Mali’s main political parties welcomed the announcement of July 28 presidential elections in a rare show of unity Tuesday in the deeply-divided and battle-scarred west African nation.
The country’s interim cabinet on Monday officially confirmed for the first time the date of the poll, seen as essential to restoring democracy after a coup last year paved the way for Islamist rebels to seize control of the north.
“We need a short transition, we need an elected president to deal with the challenges and it was a good thing to make public the date of the presidential election,” said Amadou Dire, of Acting President Dioncounda Traore’s Alliance for Democracy in Mali.
Nouhoun Keita, a leader of African Solidarity for Democracy and Independence, which is close to the junta that overthrew then-president Amadou Toumani Toure, noted that "the government says it can hold elections on July 28".
“We’ll see, we are about to go to (those) elections,” he added.
The National Congress for Democratic Initiative, which was neutral in the coup but had originally argued for a later vote, also came out in support of the decision to go ahead in July.
“The date of July 28, 2013 is not a problem for us.

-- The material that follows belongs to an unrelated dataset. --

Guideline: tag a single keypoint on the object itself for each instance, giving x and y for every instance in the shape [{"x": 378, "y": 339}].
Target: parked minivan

We want fair elections, that is the essential thing,” said one of its leaders, Aba Toure.
Social scientist Abdoulaye Toure said the unity among the disparate parties over the date could be explained by a broad consensus that getting away from transitional government was an urgent issue.
“We need a legitimate government in Mali, we need to isolate the military, and the only way to do that is to organize elections,” he said.
Traore was appointed interim president of Mali following a coup on March 22, 2012 which precipitated the fall of northern Mali to Tuareg separatists and armed Islamists.